Hawke’s lips tighten, but he takes a deep breath and lets the healer’s arm go. “I know,” he says. And they both turn to me.

It is hard to breathe, and I do not know why, for my clothes are no tighter than they have been. The healer walks towards me, shabby and unshaven and dirty, and there is a light in him that I cannot see. I could have seen it once. I want to see it again.

“You are a dangerous apostate,” I say. I know this to be true, because the dark man says so. The only way I know anything to be true is what I am told.

“I am,” he says, and reaches for me. I want to pull away. I want to run to him. I don’t understand how I can want anything any more. “But not to you. Only to the Chantry, and their men, and their horrors.”

“The Chantry takes care of me,” I tell him. I have been told this so many times, I know it to be true. It must be true. What else were all these years for, if it wasn’t true?

“They don’t.” He puts his hands on either side of my head, and his hands are hot. His eyes search mine, and there is a blue light beginning to glow in the depths. “What’s your name?” he says softly.

It’s hard to remember.

“Omelas,” I say at last. There was a boy by that name once, in the tower, a long time ago. He laughed like Valeniel, he cried like Ruce. He screamed like Artemis when the demons came for him in his dreams, because he knew he didn’t have the strength to fight them. He didn’t have the strength for a Harrowing. He was only a healer. And then he was nothing.

“Come back now, Omelas,” Anders says, and his thumbs move over my temples. “Come back.”
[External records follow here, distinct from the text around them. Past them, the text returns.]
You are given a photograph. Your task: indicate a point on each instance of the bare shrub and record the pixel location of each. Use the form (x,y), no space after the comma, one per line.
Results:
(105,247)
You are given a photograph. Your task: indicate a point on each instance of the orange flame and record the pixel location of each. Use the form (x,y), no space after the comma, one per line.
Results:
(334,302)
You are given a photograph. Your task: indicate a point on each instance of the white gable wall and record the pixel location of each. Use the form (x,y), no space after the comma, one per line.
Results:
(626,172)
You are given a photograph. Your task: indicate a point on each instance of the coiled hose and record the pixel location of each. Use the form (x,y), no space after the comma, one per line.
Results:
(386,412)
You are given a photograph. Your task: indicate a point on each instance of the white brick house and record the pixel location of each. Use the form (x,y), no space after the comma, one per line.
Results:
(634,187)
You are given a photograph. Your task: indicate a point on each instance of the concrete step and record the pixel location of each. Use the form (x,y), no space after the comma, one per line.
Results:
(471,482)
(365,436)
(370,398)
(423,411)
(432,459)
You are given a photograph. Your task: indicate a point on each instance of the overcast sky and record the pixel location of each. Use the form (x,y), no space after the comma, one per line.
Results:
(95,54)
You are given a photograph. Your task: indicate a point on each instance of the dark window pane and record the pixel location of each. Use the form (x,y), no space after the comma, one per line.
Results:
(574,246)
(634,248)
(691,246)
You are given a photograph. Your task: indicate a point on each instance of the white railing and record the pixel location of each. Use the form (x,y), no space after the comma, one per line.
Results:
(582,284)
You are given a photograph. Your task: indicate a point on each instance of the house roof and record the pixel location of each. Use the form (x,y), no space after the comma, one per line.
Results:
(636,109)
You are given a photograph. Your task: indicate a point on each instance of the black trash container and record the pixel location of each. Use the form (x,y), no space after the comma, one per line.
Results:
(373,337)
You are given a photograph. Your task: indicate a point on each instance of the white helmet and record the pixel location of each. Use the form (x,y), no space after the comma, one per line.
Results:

There is a sun rising inside him, bursting with all the light and color and music of a thousand thousand mornings.

And it’s beautiful.


 

~end.

Notes:

The most challenging part of this ficlet, in getting started on it, was figuring out an approach to writing the Tranquil. Once you take away the ability of the POV characters to have emotions, opinions, desires or empathy, there's not a lot left.

I've seen a lot of analyses going around on the topic of analyzing magehood in DA2 as an allegory for mental illness, and taken in that paradigm the Tranquil definitely represent a more severe category of disorder than the whole mages. After some thought and research I decided that more than anything, the Tranquil put me in mind of people suffering from catatonic schizophrenia -- a particularly severe subtype of schizophrenic expression where sufferers can fall into seeming comas, or stand in place for hours, unable to respond or change position, or staying in the positions in which they've been put.

Aside from that the defining characteristics of catatonic schizophrenia are 1- lack of emotive expression 2- lack of personal executive function or motivation and 3- echolalia or echopraxia (repeating the words or motions of those around them, sometimes excessively.) 1 is a gimme for the Tranquil, but it was 2 and 3 that especially caught my attention, seeing as the Tranquil seem to be treated as empty slates for the Chantry and the Templars -- or, in later games, other factions as well -- to write on.